我们还研究了如何使用搜索结果提取描述DRL智能体错误情节的规则。这些规则可用于了解智能体失败的条件，从而评估部署它的风险(assess the risks of deploying it)。

Introduction

However, like for DNN components, their application in production environments requires effective and systematic testing, especially when used in safety-critical applications.
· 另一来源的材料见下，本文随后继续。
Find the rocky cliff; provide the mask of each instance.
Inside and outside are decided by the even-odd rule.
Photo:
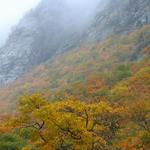
[[[62,0],[51,3],[43,0],[29,12],[0,49],[1,85],[81,42],[99,41],[113,33],[127,34],[150,23],[149,0],[107,0],[88,22],[80,21],[87,14],[76,17],[77,11]]]

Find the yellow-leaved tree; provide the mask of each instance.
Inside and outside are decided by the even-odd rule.
[[[24,96],[15,128],[32,129],[31,141],[42,149],[105,150],[119,129],[119,109],[106,101],[49,103],[40,94]]]

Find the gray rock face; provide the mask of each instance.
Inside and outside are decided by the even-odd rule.
[[[43,0],[20,21],[0,49],[0,85],[77,43],[81,31],[69,9],[62,0]]]
[[[126,34],[150,23],[150,0],[106,0],[90,24],[70,12],[62,0],[43,0],[20,21],[0,49],[0,85],[83,41]]]

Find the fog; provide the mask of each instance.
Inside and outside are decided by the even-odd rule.
[[[40,0],[0,0],[0,45],[4,43],[11,27]]]
[[[0,0],[0,46],[7,39],[11,28],[42,0]],[[57,0],[49,0],[51,5]],[[102,0],[61,0],[68,5],[76,21],[86,23]]]

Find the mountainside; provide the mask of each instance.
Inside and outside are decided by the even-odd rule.
[[[51,101],[70,97],[94,101],[117,83],[148,67],[149,58],[150,25],[146,25],[130,35],[113,35],[103,42],[57,55],[3,86],[0,101],[10,109],[16,105],[19,95],[34,92],[43,93]],[[147,91],[150,93],[149,87]]]
[[[114,33],[128,33],[150,22],[149,0],[107,0],[96,8],[96,18],[92,14],[90,19],[87,19],[88,11],[81,11],[80,15],[61,0],[53,5],[51,2],[43,0],[28,13],[0,49],[1,85],[84,42],[96,42]]]
[[[0,150],[149,150],[150,1],[85,1],[43,0],[0,50]]]

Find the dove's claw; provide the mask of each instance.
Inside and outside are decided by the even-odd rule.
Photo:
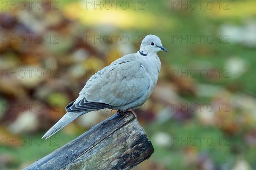
[[[129,109],[128,109],[128,110],[130,111],[130,112],[132,113],[135,116],[135,117],[137,117],[137,115],[134,112],[134,110],[132,109],[132,108],[130,108]]]

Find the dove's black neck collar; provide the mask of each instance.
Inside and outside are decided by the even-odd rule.
[[[148,55],[148,53],[145,53],[143,52],[142,51],[139,51],[139,52],[142,56],[147,56],[147,55]]]

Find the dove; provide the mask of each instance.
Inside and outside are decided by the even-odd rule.
[[[140,51],[125,55],[95,73],[75,101],[65,108],[67,113],[42,137],[47,139],[76,118],[88,112],[108,108],[123,112],[141,107],[155,87],[161,68],[159,51],[167,50],[160,39],[148,35]]]

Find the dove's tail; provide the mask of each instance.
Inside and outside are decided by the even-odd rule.
[[[72,122],[75,119],[87,112],[67,112],[62,118],[56,123],[42,137],[47,139],[59,131],[64,126]]]

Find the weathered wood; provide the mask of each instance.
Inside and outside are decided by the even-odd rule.
[[[117,113],[25,170],[125,170],[154,152],[131,112]]]

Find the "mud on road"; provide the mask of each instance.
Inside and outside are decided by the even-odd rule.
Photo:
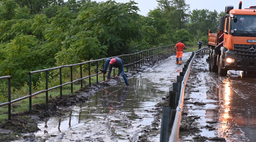
[[[179,141],[255,141],[255,74],[228,71],[220,76],[209,71],[208,56],[197,55],[192,67]]]
[[[128,78],[132,78],[157,62],[174,55],[172,54],[164,56],[151,61],[139,69],[125,74]],[[234,78],[236,79],[235,79],[237,80],[238,82],[242,82],[242,83],[248,84],[249,83],[247,81],[245,81],[245,82],[242,81],[242,80],[240,79],[241,77],[239,77],[241,75],[239,72],[229,72],[227,76],[223,77],[219,76],[216,73],[209,72],[208,64],[205,61],[207,56],[207,55],[204,54],[197,56],[192,67],[185,87],[179,141],[253,141],[251,140],[254,140],[251,135],[256,135],[253,133],[255,131],[253,130],[254,129],[256,130],[256,127],[250,128],[245,126],[246,129],[240,127],[240,119],[248,118],[238,117],[239,119],[237,119],[235,116],[232,117],[231,111],[232,108],[228,107],[229,104],[232,102],[227,101],[226,99],[228,98],[225,98],[224,95],[227,94],[228,91],[231,91],[227,88],[232,88],[232,85],[236,84],[233,83],[232,85],[232,81],[230,81],[234,80]],[[86,102],[90,96],[106,86],[113,85],[119,83],[122,79],[120,78],[121,77],[119,76],[118,79],[111,83],[109,82],[103,84],[95,83],[92,84],[91,87],[85,86],[72,95],[51,99],[47,105],[34,104],[31,113],[26,111],[12,115],[11,121],[6,120],[4,124],[0,126],[0,131],[1,132],[0,133],[0,141],[9,141],[15,140],[24,140],[23,141],[34,140],[35,137],[33,132],[38,130],[37,125],[40,120],[45,117],[63,115],[60,108],[69,107]],[[252,81],[254,82],[255,78],[253,78]],[[242,86],[241,84],[238,85]],[[239,99],[254,99],[250,98],[246,93],[243,93],[238,89],[235,89],[235,86],[234,87],[232,88],[235,91],[234,92],[240,92],[239,95],[242,96]],[[172,89],[171,86],[170,88]],[[251,94],[255,93],[253,90],[251,91]],[[168,106],[168,98],[169,95],[167,94],[165,97],[163,97],[162,100],[155,106],[153,110],[156,112],[153,115],[155,117],[154,121],[152,124],[144,128],[143,131],[141,132],[142,134],[136,141],[150,141],[149,137],[159,132],[158,128],[159,124],[161,124],[162,108],[163,106]],[[228,102],[230,104],[227,104]],[[247,113],[250,114],[250,112],[255,110],[254,108],[255,107],[254,106],[252,106],[253,105],[249,102],[245,103],[250,107],[244,109],[248,110]],[[241,108],[237,108],[236,109],[239,111]],[[236,115],[238,113],[237,113]],[[253,113],[252,114],[253,116],[249,117],[254,119],[255,117],[253,116]],[[249,122],[252,123],[249,124],[253,126],[255,125],[253,124],[256,123],[255,120],[250,119]],[[7,128],[10,130],[7,129]],[[246,130],[248,129],[247,131],[251,132],[247,132]],[[251,137],[250,139],[248,138],[250,137]]]
[[[159,60],[166,59],[171,56],[172,54],[163,56],[154,59],[143,65],[140,68],[125,73],[128,79],[131,78],[139,72],[142,72],[145,69],[148,68],[155,64]],[[0,126],[0,141],[10,141],[17,140],[22,141],[33,141],[36,139],[33,132],[39,130],[37,127],[38,123],[40,120],[46,117],[51,117],[56,115],[63,115],[61,110],[63,108],[67,108],[86,102],[90,96],[102,90],[106,86],[113,85],[122,81],[121,76],[111,81],[104,83],[95,83],[92,84],[90,87],[88,85],[85,86],[82,89],[75,93],[74,94],[57,97],[49,100],[47,104],[34,104],[32,105],[32,111],[25,111],[21,113],[12,114],[11,121],[8,121],[7,119],[1,123]],[[156,106],[154,110],[157,112],[154,115],[155,119],[152,122],[151,126],[145,128],[143,134],[138,138],[138,141],[148,141],[149,135],[155,135],[156,130],[158,131],[156,127],[159,124],[161,115],[161,108],[163,105],[166,105],[164,102],[161,102]],[[15,104],[12,104],[15,107]],[[52,137],[56,137],[52,135]]]

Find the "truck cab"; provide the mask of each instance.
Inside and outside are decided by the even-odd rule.
[[[256,71],[256,7],[242,9],[240,1],[239,7],[226,6],[218,33],[209,30],[209,70],[221,75],[231,70]]]

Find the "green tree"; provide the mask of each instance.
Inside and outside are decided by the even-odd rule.
[[[50,24],[43,32],[45,41],[42,45],[45,64],[50,67],[54,66],[56,60],[55,55],[61,50],[63,42],[70,36],[70,29],[73,26],[72,21],[76,17],[75,13],[68,8],[61,7],[57,15],[49,20]],[[68,45],[64,46],[69,46]]]
[[[158,7],[164,11],[164,18],[174,29],[180,29],[185,27],[189,16],[189,4],[184,0],[157,0]]]
[[[39,64],[38,40],[34,36],[21,34],[6,45],[8,54],[0,62],[2,75],[11,75],[14,86],[28,82],[28,73]]]
[[[64,4],[64,0],[15,0],[21,7],[27,7],[30,10],[31,14],[41,14],[44,9],[52,5]]]
[[[3,0],[0,7],[0,19],[8,21],[12,19],[17,13],[17,3],[14,0]]]
[[[215,10],[213,11],[204,9],[193,10],[190,16],[190,32],[195,36],[198,35],[198,31],[203,33],[203,35],[208,35],[209,29],[216,32],[219,26],[218,15]]]
[[[108,1],[87,3],[78,16],[78,24],[85,31],[91,31],[100,44],[106,46],[109,56],[129,52],[130,45],[142,38],[140,17],[136,3]],[[86,29],[85,29],[86,28]]]
[[[151,10],[144,21],[146,25],[144,28],[147,34],[146,40],[148,43],[152,45],[158,45],[166,39],[163,37],[168,27],[168,21],[163,18],[160,9]]]
[[[181,40],[183,43],[186,43],[191,39],[191,35],[186,30],[184,29],[179,29],[176,31],[173,36],[174,41],[178,42],[179,40]]]

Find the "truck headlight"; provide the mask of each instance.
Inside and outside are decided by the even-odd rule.
[[[233,63],[235,62],[235,59],[234,59],[230,58],[227,58],[227,59],[226,60],[226,61],[228,63]]]

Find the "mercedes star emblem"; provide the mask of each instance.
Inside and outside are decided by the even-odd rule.
[[[251,52],[254,52],[256,50],[256,46],[254,44],[251,44],[249,46],[248,49]]]

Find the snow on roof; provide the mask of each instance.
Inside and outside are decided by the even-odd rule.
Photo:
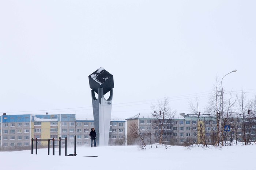
[[[93,114],[76,114],[76,120],[94,120]],[[116,116],[111,115],[111,120],[124,120],[124,119],[121,119]]]
[[[45,119],[34,117],[34,122],[57,122],[58,118],[56,119]]]

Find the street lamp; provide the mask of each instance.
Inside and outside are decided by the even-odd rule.
[[[217,138],[217,142],[218,142],[218,145],[219,146],[219,137],[220,137],[220,117],[221,115],[222,115],[223,114],[223,88],[222,87],[222,80],[223,80],[223,78],[224,77],[229,74],[230,74],[233,72],[236,72],[237,71],[236,70],[233,70],[233,71],[228,73],[225,76],[223,76],[222,79],[221,79],[221,113],[219,113],[219,114],[217,114],[217,128],[218,129],[218,135]]]
[[[230,72],[224,76],[222,78],[222,79],[221,79],[221,114],[223,114],[223,88],[222,88],[222,80],[223,80],[223,78],[227,75],[231,73],[231,72],[235,72],[237,71],[236,70],[233,70],[233,71]]]

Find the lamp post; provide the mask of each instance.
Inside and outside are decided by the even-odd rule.
[[[222,79],[221,79],[221,113],[222,115],[223,114],[223,88],[222,88],[222,80],[223,80],[223,78],[227,75],[231,73],[231,72],[235,72],[237,71],[236,70],[233,70],[233,71],[230,72],[224,76],[222,78]]]
[[[223,114],[223,88],[222,87],[222,80],[223,80],[223,78],[224,78],[224,77],[227,75],[229,74],[230,74],[231,73],[231,72],[236,72],[237,71],[236,70],[233,70],[233,71],[229,72],[225,76],[222,77],[222,79],[221,79],[221,112],[219,113],[219,114],[217,114],[217,128],[218,129],[218,135],[217,135],[217,142],[218,142],[218,145],[219,146],[219,137],[220,137],[220,117],[221,115],[222,116]]]

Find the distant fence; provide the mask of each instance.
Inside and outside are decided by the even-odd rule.
[[[62,140],[65,140],[65,155],[67,156],[67,137],[65,139],[61,139],[60,137],[59,139],[59,145],[55,145],[55,139],[54,138],[53,138],[52,139],[38,139],[37,138],[35,139],[32,138],[31,139],[31,154],[33,154],[33,147],[34,145],[34,141],[35,142],[35,154],[37,154],[37,142],[38,141],[48,141],[48,155],[50,155],[50,142],[52,141],[52,155],[55,155],[55,152],[59,152],[59,155],[60,156],[61,151],[61,141]],[[75,141],[74,141],[74,154],[71,154],[72,156],[76,156],[76,136],[75,136]],[[55,146],[59,146],[59,150],[55,150]]]

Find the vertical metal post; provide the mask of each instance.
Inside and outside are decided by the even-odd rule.
[[[50,139],[48,139],[48,155],[50,155]]]
[[[33,154],[33,138],[31,139],[31,154]]]
[[[54,152],[55,152],[54,148],[55,146],[54,146],[54,138],[52,138],[52,155],[54,155]]]
[[[74,152],[74,153],[75,154],[75,156],[76,156],[76,136],[75,135],[75,151]]]
[[[60,137],[59,138],[59,155],[60,156]]]
[[[67,156],[67,137],[65,138],[65,155]]]
[[[37,138],[35,138],[35,154],[37,155]]]

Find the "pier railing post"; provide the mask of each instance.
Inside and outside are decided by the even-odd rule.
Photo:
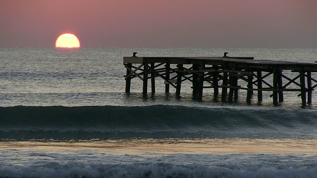
[[[149,64],[145,62],[143,66],[143,94],[146,94],[148,92],[148,70]]]
[[[127,63],[126,64],[127,67],[127,76],[131,73],[131,68],[132,67],[132,63]],[[130,69],[130,70],[129,70]],[[130,92],[130,89],[131,89],[131,76],[128,77],[125,79],[125,92]]]

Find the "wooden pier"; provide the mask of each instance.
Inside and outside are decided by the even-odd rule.
[[[198,99],[202,99],[204,89],[213,89],[215,97],[221,89],[221,101],[229,102],[237,100],[238,90],[243,89],[247,90],[248,103],[251,102],[254,91],[257,91],[258,101],[261,102],[263,92],[268,91],[272,92],[270,96],[277,105],[283,101],[284,92],[296,91],[305,106],[312,104],[312,92],[317,87],[317,80],[312,76],[312,73],[317,72],[317,64],[314,63],[228,57],[227,52],[222,57],[139,57],[136,54],[123,57],[127,69],[126,92],[130,91],[131,79],[138,78],[143,81],[143,93],[148,92],[150,79],[154,93],[155,78],[159,77],[164,81],[165,92],[169,92],[171,86],[177,95],[180,95],[182,83],[188,80],[192,83],[193,94]]]

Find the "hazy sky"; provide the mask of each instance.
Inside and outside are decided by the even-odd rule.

For instance, deploying a reinforcement learning agent in autonomous driving systems entails major concerns around safety as we should pay attention not only to the extent to which the agent’s objectives are met, but also to damage avoidance [5].
然而，与DNN组件一样，它们在生产环境中的应用需要有效和系统的测试，特别是在安全关键应用中使用时。例如，在自动驾驶系统中部署强化学习代理涉及安全方面的主要问题，因为我们不仅要注意代理的目标达到的程度，还要注意避免损害[5]。
One of the ways to assess the safety of DRL agents is to test them in order to detect possible faults leading to critical failures during their execution.
评估DRL代理安全性的方法之一是对它们进行测试，以检测在执行过程中可能导致关键故障的故障【detect faults】。
By definition, a fault in DRL-based systems corresponds to a problem in the RL policy that may lead to the agent’s failure during the execution.
根据定义，基于DRL的系统中的错误【fault】对应于RL策略中可能导致智能体在执行期间失败的问题。